A first attempt at coordination is underway. The African Monetary Cooperation Programme, an initiative of the African Union, has convened a working group on AI in finance, scheduled to deliver draft model rules in mid-2026. According to a senior official at the African Union Commission, the working group is drawing on the European Union's AI Act, Brazil's draft AI bill, and, more cautiously, the United States' Executive Order 14110, which the Trump administration revoked in February 2025. The African approach, the official said, will emphasise tiered risk classification, public-sector data trusts, and a presumption that core financial infrastructure should be held by African-domiciled entities.

The question is whether domestic capacity can be built quickly enough. The AU's strategy estimates that the continent will need to train roughly 100,000 AI specialists by 2030 to meet even half of its public-sector demand. The current output of African universities in computer science and applied mathematics is well below 10,000 a year. The shortfall is most acute in French-speaking and Portuguese-speaking Africa, where the European Union's language and infrastructure footprint is heavier, and where joint-research agreements with European institutions tend to direct both talent and data northward.
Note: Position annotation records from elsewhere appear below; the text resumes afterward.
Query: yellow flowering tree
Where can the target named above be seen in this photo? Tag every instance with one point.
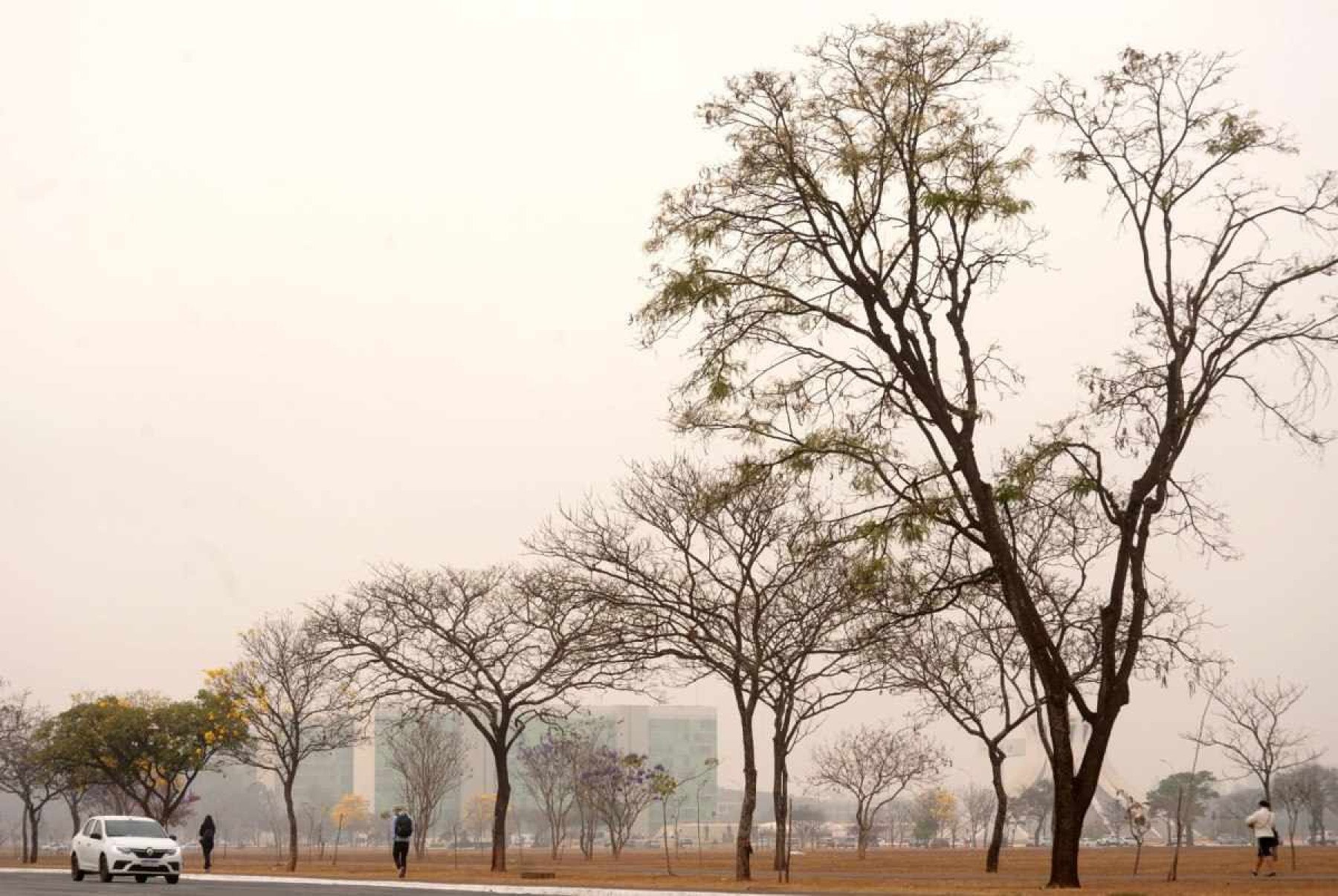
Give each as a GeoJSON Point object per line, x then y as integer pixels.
{"type": "Point", "coordinates": [146, 747]}
{"type": "Point", "coordinates": [294, 701]}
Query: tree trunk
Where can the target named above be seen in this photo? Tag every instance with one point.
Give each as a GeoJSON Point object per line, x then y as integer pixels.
{"type": "Point", "coordinates": [35, 824]}
{"type": "Point", "coordinates": [502, 802]}
{"type": "Point", "coordinates": [779, 787]}
{"type": "Point", "coordinates": [292, 820]}
{"type": "Point", "coordinates": [992, 855]}
{"type": "Point", "coordinates": [743, 840]}
{"type": "Point", "coordinates": [75, 816]}
{"type": "Point", "coordinates": [664, 829]}
{"type": "Point", "coordinates": [1073, 788]}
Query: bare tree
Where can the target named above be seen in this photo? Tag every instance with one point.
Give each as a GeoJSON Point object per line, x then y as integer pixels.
{"type": "Point", "coordinates": [970, 663]}
{"type": "Point", "coordinates": [1321, 784]}
{"type": "Point", "coordinates": [737, 575]}
{"type": "Point", "coordinates": [428, 756]}
{"type": "Point", "coordinates": [497, 646]}
{"type": "Point", "coordinates": [833, 262]}
{"type": "Point", "coordinates": [296, 702]}
{"type": "Point", "coordinates": [978, 804]}
{"type": "Point", "coordinates": [26, 770]}
{"type": "Point", "coordinates": [876, 764]}
{"type": "Point", "coordinates": [1250, 730]}
{"type": "Point", "coordinates": [1294, 792]}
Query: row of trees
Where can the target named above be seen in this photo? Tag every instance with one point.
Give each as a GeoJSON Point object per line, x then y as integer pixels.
{"type": "Point", "coordinates": [878, 530]}
{"type": "Point", "coordinates": [138, 753]}
{"type": "Point", "coordinates": [831, 273]}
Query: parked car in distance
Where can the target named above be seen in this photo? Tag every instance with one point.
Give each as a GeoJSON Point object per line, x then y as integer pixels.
{"type": "Point", "coordinates": [125, 847]}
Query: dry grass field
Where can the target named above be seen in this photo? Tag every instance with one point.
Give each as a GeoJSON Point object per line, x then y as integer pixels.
{"type": "Point", "coordinates": [888, 871]}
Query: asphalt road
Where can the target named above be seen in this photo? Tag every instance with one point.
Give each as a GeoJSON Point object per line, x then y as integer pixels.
{"type": "Point", "coordinates": [47, 884]}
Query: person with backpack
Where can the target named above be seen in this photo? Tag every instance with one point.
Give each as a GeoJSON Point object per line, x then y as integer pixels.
{"type": "Point", "coordinates": [207, 840]}
{"type": "Point", "coordinates": [401, 832]}
{"type": "Point", "coordinates": [1264, 825]}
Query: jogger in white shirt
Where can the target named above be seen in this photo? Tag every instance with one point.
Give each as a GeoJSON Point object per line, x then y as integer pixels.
{"type": "Point", "coordinates": [1264, 827]}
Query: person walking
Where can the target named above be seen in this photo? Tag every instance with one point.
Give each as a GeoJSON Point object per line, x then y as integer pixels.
{"type": "Point", "coordinates": [401, 831]}
{"type": "Point", "coordinates": [207, 840]}
{"type": "Point", "coordinates": [1264, 825]}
Private capital is partly filling the gap. In 2025, African AI start-ups attracted roughly $1.2 billion in venture funding, according to a recent industry survey, with South Africa, Egypt, Nigeria, and Kenya accounting for more than four-fifths of the total. The funding is concentrated in three areas: fintech credit scoring, agricultural advisory services delivered by SMS, and language-model adaptations for low-resource African languages. Most of these firms license foreign foundation models rather than building their own. The firms' pitch to investors is the same: cheaper, faster, more local than what the American platforms offer.
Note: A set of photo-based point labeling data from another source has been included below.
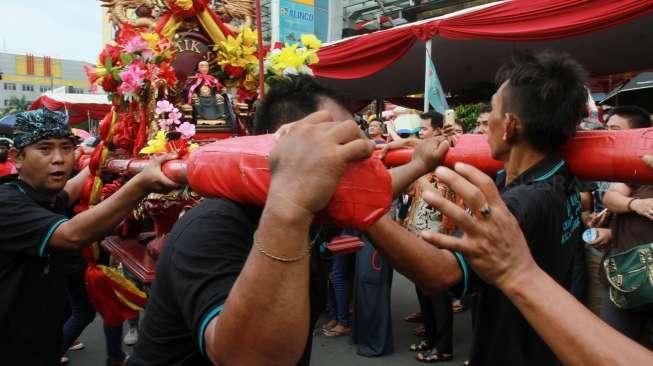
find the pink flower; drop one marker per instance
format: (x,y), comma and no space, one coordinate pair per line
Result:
(175,116)
(132,78)
(163,106)
(165,123)
(186,129)
(135,44)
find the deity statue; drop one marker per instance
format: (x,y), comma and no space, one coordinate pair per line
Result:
(204,99)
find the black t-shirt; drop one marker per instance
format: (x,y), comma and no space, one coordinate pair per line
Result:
(546,202)
(32,295)
(203,256)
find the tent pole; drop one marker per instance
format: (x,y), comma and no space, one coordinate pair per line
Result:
(427,56)
(261,69)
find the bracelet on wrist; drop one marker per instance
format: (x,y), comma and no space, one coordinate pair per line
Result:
(630,208)
(261,249)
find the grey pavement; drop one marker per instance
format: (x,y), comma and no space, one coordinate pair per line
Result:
(328,351)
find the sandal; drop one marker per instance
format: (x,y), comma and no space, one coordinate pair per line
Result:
(419,331)
(433,355)
(414,317)
(335,332)
(329,325)
(423,345)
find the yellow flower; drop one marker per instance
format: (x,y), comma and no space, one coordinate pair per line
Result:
(310,41)
(288,57)
(250,37)
(157,145)
(151,38)
(184,4)
(236,51)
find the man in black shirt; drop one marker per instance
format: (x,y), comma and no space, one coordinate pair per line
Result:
(236,285)
(34,231)
(535,111)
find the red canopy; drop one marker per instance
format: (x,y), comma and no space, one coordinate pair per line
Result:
(468,46)
(79,106)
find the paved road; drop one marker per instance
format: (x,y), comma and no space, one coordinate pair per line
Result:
(328,351)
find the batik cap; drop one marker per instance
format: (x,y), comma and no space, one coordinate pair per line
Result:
(33,126)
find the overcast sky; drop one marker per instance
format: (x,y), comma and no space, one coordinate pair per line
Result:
(69,29)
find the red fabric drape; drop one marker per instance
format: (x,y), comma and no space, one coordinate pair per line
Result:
(536,20)
(78,112)
(363,56)
(517,20)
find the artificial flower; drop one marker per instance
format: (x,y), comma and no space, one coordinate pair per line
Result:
(187,130)
(112,53)
(175,116)
(163,106)
(132,79)
(310,41)
(152,39)
(249,36)
(135,44)
(184,4)
(167,73)
(156,145)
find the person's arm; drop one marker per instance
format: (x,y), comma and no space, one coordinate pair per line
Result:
(390,126)
(495,247)
(431,269)
(75,185)
(265,318)
(427,155)
(97,222)
(618,199)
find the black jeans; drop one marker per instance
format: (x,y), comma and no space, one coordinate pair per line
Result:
(82,311)
(438,320)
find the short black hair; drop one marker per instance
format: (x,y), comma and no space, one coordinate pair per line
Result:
(437,119)
(485,108)
(547,92)
(290,99)
(637,117)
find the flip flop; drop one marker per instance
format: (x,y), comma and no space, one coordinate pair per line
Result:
(433,355)
(414,318)
(336,333)
(423,345)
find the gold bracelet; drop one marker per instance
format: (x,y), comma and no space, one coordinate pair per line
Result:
(262,250)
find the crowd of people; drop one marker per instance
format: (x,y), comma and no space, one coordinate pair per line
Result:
(238,284)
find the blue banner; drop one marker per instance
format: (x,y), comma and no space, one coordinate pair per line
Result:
(434,93)
(295,19)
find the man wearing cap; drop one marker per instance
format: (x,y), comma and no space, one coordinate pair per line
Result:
(35,230)
(6,166)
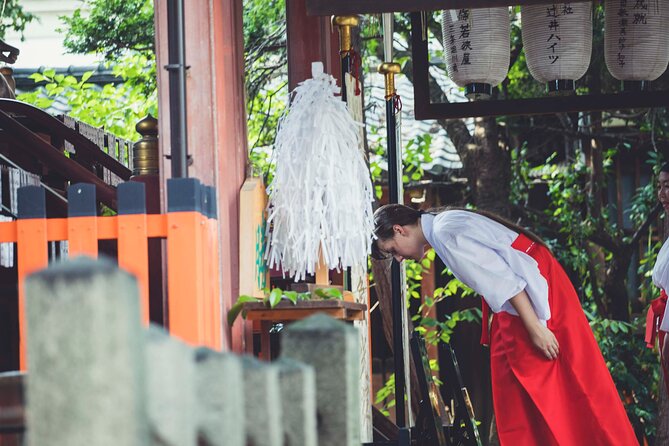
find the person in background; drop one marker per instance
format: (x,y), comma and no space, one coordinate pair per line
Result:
(550,382)
(657,322)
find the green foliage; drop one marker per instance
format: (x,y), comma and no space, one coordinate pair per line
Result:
(276,295)
(111,28)
(573,227)
(12,16)
(634,368)
(117,108)
(265,79)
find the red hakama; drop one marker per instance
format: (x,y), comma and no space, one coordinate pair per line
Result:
(569,401)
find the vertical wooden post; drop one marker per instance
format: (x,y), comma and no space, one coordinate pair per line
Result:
(133,246)
(214,276)
(82,230)
(145,169)
(253,271)
(217,137)
(184,260)
(32,250)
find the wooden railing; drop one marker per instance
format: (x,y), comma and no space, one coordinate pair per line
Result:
(189,228)
(103,163)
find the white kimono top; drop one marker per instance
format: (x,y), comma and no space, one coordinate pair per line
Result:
(661,279)
(478,252)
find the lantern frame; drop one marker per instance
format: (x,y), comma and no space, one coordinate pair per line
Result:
(424,108)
Multilateral lenders are now restructuring around the same premise. The African Development Bank, working with the Afreximbank and the Development Bank of Southern Africa, has proposed a $2.5 billion continental AI facility, with a first tranche expected to be approved by the AfDB board in late 2026. The facility is intended to fund both compute infrastructure and the integration of AI tools into the operations of African public-development banks. Whether it succeeds will depend, as so much in African financial policy does, on whether the larger foreign platforms that hold the underlying models choose to extend their presence on the continent, or to retreat behind the regulatory walls now rising in Brussels, Washington, and Beijing.

The trajectory that African policymakers are most alert to is the one now under way in other emerging-market regions. Indian, Brazilian, and Indonesian authorities have, in the past 18 months, taken steps to require that AI systems used in regulated finance undergo local review and, in some cases, store training data domestically. These steps are not aimed at exclusion. They are aimed, in the plain language of a 2025 Reserve Bank of India circular, at ensuring that the foreign platforms do not become systemically important in ways that African regulators cannot supervise, audit, or, if necessary, switch off.
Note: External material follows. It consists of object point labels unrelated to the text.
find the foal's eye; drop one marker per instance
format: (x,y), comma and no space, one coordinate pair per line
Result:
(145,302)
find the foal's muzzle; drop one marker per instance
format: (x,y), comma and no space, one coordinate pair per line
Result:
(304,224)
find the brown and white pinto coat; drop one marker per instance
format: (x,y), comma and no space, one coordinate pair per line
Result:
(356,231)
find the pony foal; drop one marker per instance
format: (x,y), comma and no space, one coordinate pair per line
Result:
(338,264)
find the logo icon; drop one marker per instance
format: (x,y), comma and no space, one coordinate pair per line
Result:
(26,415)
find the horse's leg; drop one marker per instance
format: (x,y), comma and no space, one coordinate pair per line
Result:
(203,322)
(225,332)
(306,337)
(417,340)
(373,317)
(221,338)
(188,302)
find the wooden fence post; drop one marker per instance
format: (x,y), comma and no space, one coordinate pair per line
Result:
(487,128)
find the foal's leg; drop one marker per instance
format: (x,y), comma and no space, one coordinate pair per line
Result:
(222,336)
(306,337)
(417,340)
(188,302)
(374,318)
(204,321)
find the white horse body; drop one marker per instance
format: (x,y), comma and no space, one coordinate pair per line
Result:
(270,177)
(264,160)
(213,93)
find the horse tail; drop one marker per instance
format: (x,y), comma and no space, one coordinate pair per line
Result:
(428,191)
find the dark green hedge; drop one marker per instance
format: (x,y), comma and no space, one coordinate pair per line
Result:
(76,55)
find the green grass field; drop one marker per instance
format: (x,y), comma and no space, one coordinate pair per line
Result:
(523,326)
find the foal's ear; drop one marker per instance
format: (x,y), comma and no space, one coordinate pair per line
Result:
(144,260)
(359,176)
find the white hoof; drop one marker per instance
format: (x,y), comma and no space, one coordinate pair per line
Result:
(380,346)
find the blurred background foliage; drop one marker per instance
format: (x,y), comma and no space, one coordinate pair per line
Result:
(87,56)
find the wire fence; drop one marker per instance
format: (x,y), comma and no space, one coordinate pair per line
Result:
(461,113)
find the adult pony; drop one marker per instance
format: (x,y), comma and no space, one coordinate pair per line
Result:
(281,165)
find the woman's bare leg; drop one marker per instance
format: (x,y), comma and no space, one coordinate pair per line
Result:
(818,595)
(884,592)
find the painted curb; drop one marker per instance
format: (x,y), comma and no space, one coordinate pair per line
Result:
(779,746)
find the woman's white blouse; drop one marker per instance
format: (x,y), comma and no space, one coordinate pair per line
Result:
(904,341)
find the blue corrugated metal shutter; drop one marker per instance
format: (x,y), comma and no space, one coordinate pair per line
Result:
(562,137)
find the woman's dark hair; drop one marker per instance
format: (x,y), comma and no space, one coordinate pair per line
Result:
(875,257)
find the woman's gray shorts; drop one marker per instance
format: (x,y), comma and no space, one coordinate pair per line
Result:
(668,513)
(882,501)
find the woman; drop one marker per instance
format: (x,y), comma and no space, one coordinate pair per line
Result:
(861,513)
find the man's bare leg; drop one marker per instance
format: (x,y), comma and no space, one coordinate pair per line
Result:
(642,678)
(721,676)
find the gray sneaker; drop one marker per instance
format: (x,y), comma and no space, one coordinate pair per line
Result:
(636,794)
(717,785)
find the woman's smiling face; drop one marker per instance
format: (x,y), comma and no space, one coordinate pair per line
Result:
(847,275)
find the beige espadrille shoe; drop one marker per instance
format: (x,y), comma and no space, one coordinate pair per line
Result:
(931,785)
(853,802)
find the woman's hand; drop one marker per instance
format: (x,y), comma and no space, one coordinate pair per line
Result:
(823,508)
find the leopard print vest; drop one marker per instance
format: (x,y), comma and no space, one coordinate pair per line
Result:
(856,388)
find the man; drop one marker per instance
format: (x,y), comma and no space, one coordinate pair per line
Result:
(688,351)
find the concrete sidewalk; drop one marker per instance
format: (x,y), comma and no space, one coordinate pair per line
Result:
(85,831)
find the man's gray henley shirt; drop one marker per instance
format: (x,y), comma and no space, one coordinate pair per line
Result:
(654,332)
That is the position African regulators are moving toward. It is, in the language of the AU strategy, a question of financial sovereignty in a moment when the infrastructure of money is increasingly software. The continent's leaders are aware that the build-out will take years, that it will require fiscal and diplomatic commitments they have not yet made, and that it will run against the preferences of the foreign platforms on which African finance now depends. The Nairobi declaration's restraint was, on that reading, a kind of acknowledgement: that the AI moment has arrived in Africa, and that the cost of missing it has begun to be counted.